For a couple of hours they raced about across the downs, flushing covey after covey. Sometimes four or five hawks were in the air at once and it was thrilling to see them swoop down in arrowlike flight. They often missed at the first swoop, but when the grouse were flushed a second time they usually got them.
Di proved a fearless rider, sending her horse over the rough ground, jumping ditches and swerving suddenly as she followed her hawk in the chase. Rose rode a close second, but Ruth dropped back a little, unused to the side-saddle.
Di saw that she was tiring, and rode up to her, pulling the hood back over her bird’s handsome head.
“We’ve had enough,” she said. “Let’s ride back and leave these boys to work with their courtesy released from the necessity of waiting upon us.... A necessity that, as you see, weighs heavily on them,” and she gave an amused glance across the field, where her cousins were paying precious little attention to anything except the business in hand. “We’ll see if Maisy won’t give us a cup of tea and a few bannocks, which surely won’t come amiss after all this riding and slaughter.”
Taking a short cut, they soon brought up at the Hall again, and Di led them to a smaller, cosier room than the place where they had dined, where there were books and comfortable chairs and hangings on the walls.
A rosy-cheeked maid brought them the tea, which they took with a good appetite. Di amused them with tales of her rough cousins’ exploits, and she had just set them laughing by a description of how two of them had tried a race riding with their faces to the tails of their two horses, and how they were run away with, when a wild, shrill, multitudinous music suddenly burst in upon them.

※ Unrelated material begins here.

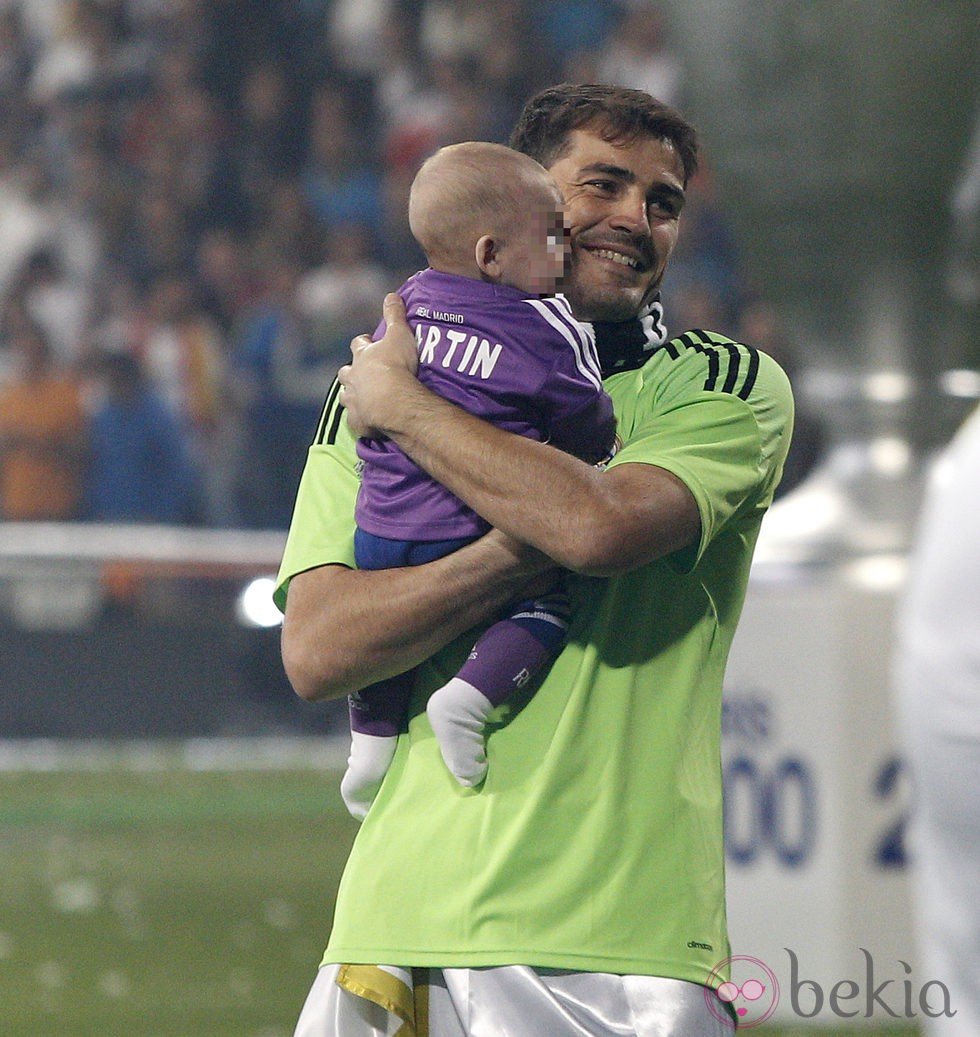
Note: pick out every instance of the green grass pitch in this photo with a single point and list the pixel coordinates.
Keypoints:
(169, 901)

“Great Jingoes, what’s that?” Rose exclaimed.
“It’s the bag-pipes—something’s afoot,” and Di sprang to her feet. “Come, we’ll see what’s to be seen.”
Running through a maze of passages the girls hastened toward that shrilling commotion, and once more found themselves in the great dining room. There a sight, crowded and picturesque, met them.
The room was full of Highlanders in all the glory of kilt and tartan, bonnet and plaid. Two pipers were marching back and forth at one end of the chamber with quick, short steps, blowing with all their skill. In the centre of a group stood a man of powerful appearance, with a shock of red hair showing under his bonnet. He looked toward the girls as they entered, and Rose saw that he had the glance of an eagle, so proud and wild it was.